Quali requisiti ci vogliono perché tutto questo funzioni (età? competenze alfabetiche alte? capacità di autogestirsi? tempo libero? serendipity?)

Occorrerebbero interviste, questionari, o vere simulazioni…. per ora mi limito alle ipotesi, alle discussioni e alle analisi personali.

C’è poi la questione della valutazione.
Come verifico il mio apprendimento (supposto che mi interessi farlo, magari solo per decidere se il tempo perso valeva la pena) ?
Intanto si guardano tante foto degli altri. Ma tante. Magari non all’inizio, ma poi piano piano scopri che tutto quello che hai fatto era già stato fatto.
Il passo seguente è scoprire le altre possibilità.
Su un altro piano: i titoli, le descrizioni, le tag, insomma le parole. Il modo in cui il linguaggio verbale si intreccia con quello visivo cambia: di nuovo si scopre il proprio posto in mezzo all’universo.
Allora questo è un primo punto: la propria collocazione in un insieme.

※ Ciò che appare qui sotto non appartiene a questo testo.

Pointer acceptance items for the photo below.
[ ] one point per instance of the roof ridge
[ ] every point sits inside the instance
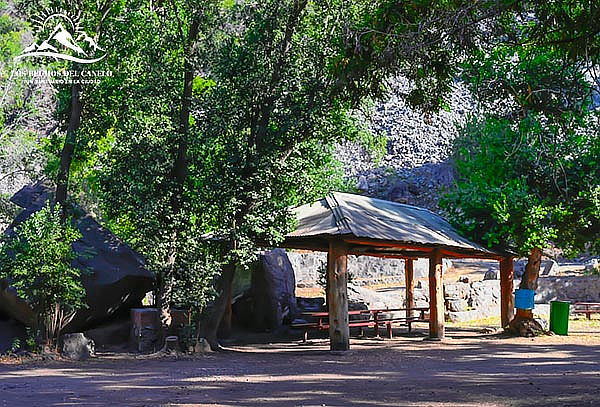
(420, 208)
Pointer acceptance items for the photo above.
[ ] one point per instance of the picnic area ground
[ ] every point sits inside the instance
(470, 369)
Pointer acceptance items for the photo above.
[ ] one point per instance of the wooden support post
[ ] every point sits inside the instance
(337, 296)
(436, 296)
(410, 289)
(507, 301)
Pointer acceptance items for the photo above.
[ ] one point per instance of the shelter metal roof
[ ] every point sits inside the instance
(380, 228)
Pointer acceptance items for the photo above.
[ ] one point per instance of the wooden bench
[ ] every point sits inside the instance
(375, 318)
(587, 308)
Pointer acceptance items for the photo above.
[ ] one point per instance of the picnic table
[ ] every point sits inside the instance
(372, 318)
(587, 308)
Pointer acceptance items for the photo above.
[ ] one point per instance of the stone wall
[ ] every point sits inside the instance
(469, 301)
(568, 288)
(364, 270)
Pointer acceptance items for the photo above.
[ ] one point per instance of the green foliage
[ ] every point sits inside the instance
(528, 184)
(37, 262)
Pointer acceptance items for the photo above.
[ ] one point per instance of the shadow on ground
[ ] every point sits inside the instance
(468, 370)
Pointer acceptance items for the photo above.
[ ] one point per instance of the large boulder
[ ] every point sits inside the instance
(12, 334)
(76, 346)
(272, 291)
(114, 276)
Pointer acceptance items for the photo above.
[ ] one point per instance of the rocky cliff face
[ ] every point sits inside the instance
(415, 167)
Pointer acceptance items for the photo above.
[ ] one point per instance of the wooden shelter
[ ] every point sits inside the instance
(343, 224)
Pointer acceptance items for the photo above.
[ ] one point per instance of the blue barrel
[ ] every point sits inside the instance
(524, 299)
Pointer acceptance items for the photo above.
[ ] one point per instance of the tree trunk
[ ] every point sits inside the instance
(179, 175)
(220, 305)
(523, 323)
(66, 156)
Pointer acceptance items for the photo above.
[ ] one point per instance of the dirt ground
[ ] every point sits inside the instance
(470, 369)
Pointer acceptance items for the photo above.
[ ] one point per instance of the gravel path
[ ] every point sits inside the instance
(471, 369)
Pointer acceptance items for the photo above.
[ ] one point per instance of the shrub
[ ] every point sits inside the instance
(36, 260)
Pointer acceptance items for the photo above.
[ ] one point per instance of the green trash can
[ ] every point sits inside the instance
(559, 317)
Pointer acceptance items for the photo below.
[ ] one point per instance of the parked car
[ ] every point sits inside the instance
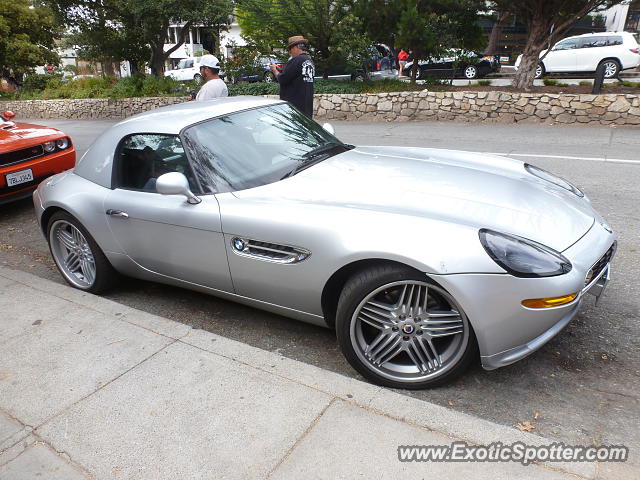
(28, 154)
(188, 69)
(262, 71)
(458, 63)
(616, 51)
(379, 65)
(419, 258)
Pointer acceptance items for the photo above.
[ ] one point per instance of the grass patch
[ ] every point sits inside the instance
(48, 87)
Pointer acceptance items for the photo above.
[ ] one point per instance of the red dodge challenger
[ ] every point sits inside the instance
(29, 154)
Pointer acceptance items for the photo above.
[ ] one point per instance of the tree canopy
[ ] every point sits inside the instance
(547, 22)
(136, 30)
(27, 35)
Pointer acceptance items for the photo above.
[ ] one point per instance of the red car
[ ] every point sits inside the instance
(29, 154)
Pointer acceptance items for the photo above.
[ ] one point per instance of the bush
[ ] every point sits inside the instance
(38, 81)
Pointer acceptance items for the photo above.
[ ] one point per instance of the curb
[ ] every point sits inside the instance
(450, 423)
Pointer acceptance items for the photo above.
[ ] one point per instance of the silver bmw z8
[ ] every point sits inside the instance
(421, 259)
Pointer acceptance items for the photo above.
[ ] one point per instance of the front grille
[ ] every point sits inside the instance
(601, 264)
(21, 155)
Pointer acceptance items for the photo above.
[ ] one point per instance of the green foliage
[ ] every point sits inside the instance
(547, 21)
(37, 81)
(328, 86)
(135, 30)
(431, 28)
(27, 33)
(334, 32)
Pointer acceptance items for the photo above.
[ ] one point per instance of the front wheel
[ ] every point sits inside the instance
(611, 68)
(400, 330)
(269, 77)
(471, 72)
(78, 257)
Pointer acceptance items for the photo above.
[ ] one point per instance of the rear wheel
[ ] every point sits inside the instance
(402, 331)
(78, 257)
(611, 68)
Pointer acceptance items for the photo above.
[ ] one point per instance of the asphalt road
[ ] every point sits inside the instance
(582, 387)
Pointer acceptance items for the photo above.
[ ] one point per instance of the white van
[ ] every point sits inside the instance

Infine: come si potrebbe trasferire tutto questo in un altro campo?
Per esempio: scrivi un testo. Poi dai un’occhiata agli altri testi. Ripensi il tuo testo, il posto che il tuo testo aveva per te (nella tua categorizzazione del mondo: bello, fico, unico, speciale, su questo argomento, di questa tipologia… ). Prima ancora di cambiare le tecniche, l’oggetto viene ripensato nel contesto degli altri.

E’ ovvio che in una scuola anormale a nessuno viene proposto di leggere cose scritte da altri pari.
Ma soprattutto il posto (nella scala di valori e nel sistema dei concetti) viene assegnato da qualcun altro.
Anche qui si potrebbe indagare oltre le classiche distinzioni tra utenti partecipanti e utenti “lurkers”
Ci sono utenti che non vogliono mostrarsi ma esplorare, e capire meglio quello che fanno attraverso un confronto “muto”. Non è solo la …sfera emotiva ma anche quella cognitiva, non solo i valori ma anche le categorie.
Da un altro punto di vista: negli ambienti di apprendimento formali si entra per imparare, e si sottoscrive un patto formativo
In quelli informali non si sottoscrive un patto, ma si impara lo stesso (controvoglia?). Non ci sono garanzie, certo. Ma per certi versi sembra che, per citare un paradosso, non si possa non imparare.